Plata en las estanterías para darse un capricho


Darse un capricho de vez en cuando está muy bien. Todo el que puede lo hace, moviéndose, claro está, en la horquilla de lo que se puede gastar. Hay quien se compra un bolso. O un reloj. O algo de vestir. O un 'gadget'. A mí me encanta darme caprichos gastronómicos: ir a un restaurante o a una tienda 'delicatessen' donde las cosas de comer y de beber estén hechas con mimo y con cariño. Y que, al degustarlas, uno tenga la oportunidad de apreciar por qué marcan la diferencia y no se parecen en nada a lo que comemos todos los días.

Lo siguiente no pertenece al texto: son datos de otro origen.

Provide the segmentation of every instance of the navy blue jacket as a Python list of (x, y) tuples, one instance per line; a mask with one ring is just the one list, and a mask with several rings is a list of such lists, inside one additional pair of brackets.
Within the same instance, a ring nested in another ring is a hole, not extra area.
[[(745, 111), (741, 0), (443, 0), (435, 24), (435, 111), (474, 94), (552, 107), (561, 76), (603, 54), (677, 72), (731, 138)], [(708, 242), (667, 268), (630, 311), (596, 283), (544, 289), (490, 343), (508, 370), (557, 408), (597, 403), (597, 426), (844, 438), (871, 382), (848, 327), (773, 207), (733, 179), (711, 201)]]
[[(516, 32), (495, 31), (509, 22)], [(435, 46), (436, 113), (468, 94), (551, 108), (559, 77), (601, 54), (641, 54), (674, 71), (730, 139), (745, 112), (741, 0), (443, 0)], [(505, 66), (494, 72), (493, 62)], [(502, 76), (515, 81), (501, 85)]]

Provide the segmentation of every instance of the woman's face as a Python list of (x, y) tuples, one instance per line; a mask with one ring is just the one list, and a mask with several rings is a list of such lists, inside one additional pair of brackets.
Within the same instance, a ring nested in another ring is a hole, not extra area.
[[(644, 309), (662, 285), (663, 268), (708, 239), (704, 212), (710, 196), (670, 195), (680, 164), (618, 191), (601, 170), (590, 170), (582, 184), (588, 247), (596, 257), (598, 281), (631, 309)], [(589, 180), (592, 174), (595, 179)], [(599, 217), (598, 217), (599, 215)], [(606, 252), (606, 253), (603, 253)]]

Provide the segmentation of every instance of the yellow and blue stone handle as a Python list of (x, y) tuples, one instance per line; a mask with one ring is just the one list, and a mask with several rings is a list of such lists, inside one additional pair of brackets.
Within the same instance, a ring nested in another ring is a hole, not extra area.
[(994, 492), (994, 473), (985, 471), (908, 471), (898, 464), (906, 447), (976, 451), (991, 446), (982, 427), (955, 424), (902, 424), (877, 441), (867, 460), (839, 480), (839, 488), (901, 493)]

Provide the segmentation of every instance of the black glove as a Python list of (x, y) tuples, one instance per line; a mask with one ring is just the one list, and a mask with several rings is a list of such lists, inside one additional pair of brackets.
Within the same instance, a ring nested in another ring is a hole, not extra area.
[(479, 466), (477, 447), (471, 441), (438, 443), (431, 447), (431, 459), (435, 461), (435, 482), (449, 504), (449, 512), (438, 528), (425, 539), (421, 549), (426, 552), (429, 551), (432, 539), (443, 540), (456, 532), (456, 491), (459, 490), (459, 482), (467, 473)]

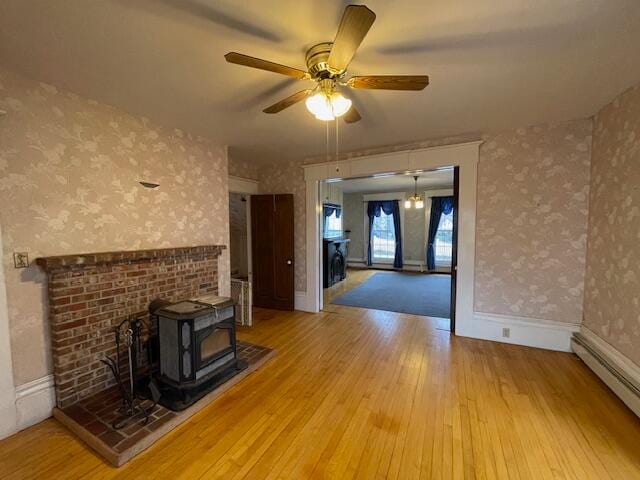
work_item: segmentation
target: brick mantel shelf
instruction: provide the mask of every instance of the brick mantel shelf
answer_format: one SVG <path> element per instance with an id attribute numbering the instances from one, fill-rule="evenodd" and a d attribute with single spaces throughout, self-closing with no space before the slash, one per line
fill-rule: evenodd
<path id="1" fill-rule="evenodd" d="M 156 298 L 218 293 L 223 245 L 42 257 L 48 276 L 56 401 L 60 408 L 114 384 L 101 363 L 115 354 L 114 328 Z"/>
<path id="2" fill-rule="evenodd" d="M 132 263 L 149 260 L 186 257 L 193 255 L 218 256 L 226 245 L 200 245 L 196 247 L 155 248 L 149 250 L 127 250 L 119 252 L 82 253 L 74 255 L 58 255 L 36 259 L 36 264 L 45 271 L 72 267 L 106 265 L 110 263 Z"/>

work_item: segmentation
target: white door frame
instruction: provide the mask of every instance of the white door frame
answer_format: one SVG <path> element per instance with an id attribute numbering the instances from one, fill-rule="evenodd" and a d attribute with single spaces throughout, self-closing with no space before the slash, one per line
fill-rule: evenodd
<path id="1" fill-rule="evenodd" d="M 381 174 L 413 173 L 438 168 L 460 167 L 458 198 L 458 269 L 456 335 L 473 336 L 475 276 L 476 186 L 481 141 L 370 155 L 337 163 L 305 165 L 307 298 L 306 310 L 320 311 L 322 305 L 322 249 L 319 182 Z"/>
<path id="2" fill-rule="evenodd" d="M 3 255 L 2 225 L 0 225 L 0 254 Z M 17 431 L 16 389 L 13 384 L 13 360 L 9 331 L 9 308 L 4 276 L 4 261 L 0 263 L 0 438 Z"/>

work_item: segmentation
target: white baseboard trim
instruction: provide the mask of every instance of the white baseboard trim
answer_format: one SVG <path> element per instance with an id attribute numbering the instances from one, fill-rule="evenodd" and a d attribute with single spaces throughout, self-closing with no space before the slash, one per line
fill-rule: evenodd
<path id="1" fill-rule="evenodd" d="M 503 336 L 505 328 L 509 329 L 508 337 Z M 494 342 L 570 352 L 571 336 L 580 330 L 580 325 L 541 318 L 474 312 L 469 330 L 457 333 Z"/>
<path id="2" fill-rule="evenodd" d="M 391 263 L 374 263 L 369 267 L 362 258 L 347 258 L 347 266 L 351 268 L 375 268 L 378 270 L 396 270 Z M 426 270 L 424 262 L 420 260 L 404 260 L 403 271 L 407 272 L 424 272 Z M 434 273 L 451 273 L 451 269 L 436 268 Z"/>
<path id="3" fill-rule="evenodd" d="M 22 430 L 51 416 L 56 405 L 53 375 L 16 387 L 16 427 Z"/>
<path id="4" fill-rule="evenodd" d="M 640 366 L 586 327 L 571 342 L 578 357 L 640 417 Z"/>
<path id="5" fill-rule="evenodd" d="M 300 310 L 302 312 L 315 313 L 311 305 L 313 305 L 313 302 L 309 301 L 307 292 L 296 291 L 294 293 L 294 309 Z"/>

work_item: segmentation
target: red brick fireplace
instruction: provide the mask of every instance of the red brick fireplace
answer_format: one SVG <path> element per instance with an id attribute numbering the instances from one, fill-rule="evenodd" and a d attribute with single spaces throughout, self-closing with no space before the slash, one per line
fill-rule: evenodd
<path id="1" fill-rule="evenodd" d="M 48 274 L 49 322 L 57 406 L 66 408 L 114 384 L 100 362 L 115 353 L 114 327 L 145 315 L 156 298 L 218 293 L 224 246 L 39 258 Z"/>

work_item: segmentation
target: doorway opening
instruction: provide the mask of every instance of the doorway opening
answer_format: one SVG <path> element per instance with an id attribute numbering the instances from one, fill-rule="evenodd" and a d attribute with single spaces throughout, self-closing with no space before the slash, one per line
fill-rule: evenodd
<path id="1" fill-rule="evenodd" d="M 455 328 L 457 167 L 320 182 L 322 303 Z"/>
<path id="2" fill-rule="evenodd" d="M 231 297 L 236 307 L 236 321 L 250 326 L 252 321 L 251 281 L 251 196 L 229 192 L 229 260 Z"/>

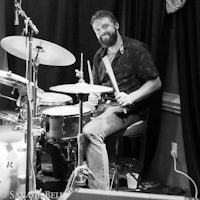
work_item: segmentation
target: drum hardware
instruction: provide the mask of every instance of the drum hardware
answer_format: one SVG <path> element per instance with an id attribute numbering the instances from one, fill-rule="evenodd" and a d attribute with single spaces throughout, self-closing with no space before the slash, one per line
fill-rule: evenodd
<path id="1" fill-rule="evenodd" d="M 15 9 L 19 15 L 24 18 L 24 33 L 25 36 L 9 36 L 1 40 L 1 46 L 10 54 L 21 58 L 23 60 L 28 60 L 27 68 L 26 68 L 26 77 L 28 80 L 23 78 L 21 81 L 12 82 L 10 81 L 11 76 L 6 73 L 6 78 L 3 77 L 7 85 L 17 84 L 18 89 L 22 89 L 22 86 L 18 83 L 23 83 L 25 86 L 25 91 L 27 91 L 26 95 L 27 99 L 27 163 L 26 163 L 26 195 L 29 193 L 29 168 L 30 161 L 32 160 L 30 152 L 33 151 L 33 135 L 32 135 L 32 116 L 33 118 L 37 116 L 37 101 L 36 97 L 38 95 L 37 90 L 37 73 L 39 64 L 44 65 L 53 65 L 53 66 L 67 66 L 71 65 L 75 62 L 75 57 L 66 49 L 50 43 L 45 40 L 33 38 L 33 34 L 38 34 L 39 31 L 37 27 L 33 24 L 30 17 L 26 15 L 26 13 L 22 10 L 21 4 L 15 0 Z M 28 56 L 27 56 L 28 50 Z M 28 58 L 28 59 L 27 59 Z M 34 59 L 32 59 L 34 58 Z M 0 75 L 1 77 L 1 75 Z M 14 80 L 16 80 L 14 77 Z M 19 77 L 17 77 L 19 78 Z M 21 78 L 21 77 L 20 77 Z M 33 82 L 32 82 L 33 81 Z M 21 92 L 21 91 L 20 91 Z M 33 101 L 32 101 L 33 99 Z M 33 108 L 32 105 L 33 104 Z M 21 114 L 21 113 L 20 113 Z M 21 115 L 20 115 L 21 116 Z M 22 116 L 23 117 L 23 116 Z"/>
<path id="2" fill-rule="evenodd" d="M 82 61 L 82 55 L 81 55 Z M 63 93 L 72 93 L 78 96 L 79 100 L 79 131 L 77 136 L 77 144 L 78 144 L 78 162 L 77 166 L 72 172 L 67 186 L 65 188 L 65 192 L 70 192 L 73 189 L 74 184 L 76 186 L 84 186 L 86 184 L 87 175 L 92 176 L 95 179 L 91 170 L 87 167 L 84 163 L 83 158 L 83 97 L 85 94 L 99 92 L 112 92 L 113 89 L 106 87 L 106 86 L 99 86 L 99 85 L 91 85 L 85 83 L 83 79 L 83 65 L 81 62 L 80 72 L 76 70 L 77 76 L 79 76 L 79 81 L 76 84 L 65 84 L 65 85 L 58 85 L 50 87 L 50 90 L 56 92 L 63 92 Z M 87 174 L 87 175 L 86 175 Z"/>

Por eso me puse tan contenta cuando fui a visitar Le Gourmet d'Argent, una tienda de productos gourmet que se abrió hace muy poquito en Madrid: era la ocasión perfecta para darme uno de esos caprichos. Me costó decidirme, ya que la selección de productos del local es, en mi opinión, completa y elegante. El establecimiento hace honor a su nombre ('El Gourmet de Plata', traducido al castellano): entre los aceites, se encuentran grandes marcas, como Abbae de Quiles, Marqués de Valdueza y Ánima Áurea. También hay conservas de Ramón Peña, una de las casas más afamadas. Y la cerveza ibicenca Isleña es, según los empleados de la tienda que atienden y explican amablemente todo lo que preguntan los clientes (pero sin agobiar), muy apreciada entre los coleccionistas por el diseño de sus botellas.

Le Gourmet d'Argent también cuenta con productos de la huerta navarra, entre los que se encuentran unos espárragos con una pinta tremenda, con el caviar español de Ríofrío y con mieles y mermeladas artesanales. Como nota curiosa, también se puede encontrar una gran variedad de productos 'kosher', elaborados bajo los preceptos judíos, pero que todos pueden consumir. Éstos van desde galletas hasta consomé liofilizado, pasando por tartas, pan y pastelillos refrigerados y botes de 'Nutella' con la etiqueta en hebreo.

La tienda también hace honor al nombre por algunos de sus precios: hay que llevar mucha plata en el bolsillo para pagar algunas de sus latas de, por ejemplo, foie de oca, que alcanzan las tres cifras. Algo que, por otro lado, no desentona con el mercado ni con las características de elaboración del producto.

Mi selección particular no tuvo una cuenta tan desorbitada: rozó los treinta euros. La degusté en casa, aunque estuve tentada de hacerlo allí, ya que el local ofrece la posibilidad de tomar allí mismo sus productos Como me costaba tanto decidirme, me decanté por la particular 'marca blanca' de la casa, formada por una serie de productos que Le Gourmet d'Argent empaqueta y etiqueta en exclusiva. Escogí jamón ibérico, correcto, pero algo insípido para lo que esperaba; un tremendo queso de oveja, del que me encantó la textura, y unas sabrosas anchoas que se deshacían en la boca. Y no precisamente por la sal, en su justa medida, algo difícil de encontrar. Lo acompañé de la cerveza de Ibiza, muy suave. Si la prueban, procuren que esté lo más fría posible.

Al final resultó que merendé como no lo había hecho en mucho tiempo. Fue un buen capricho.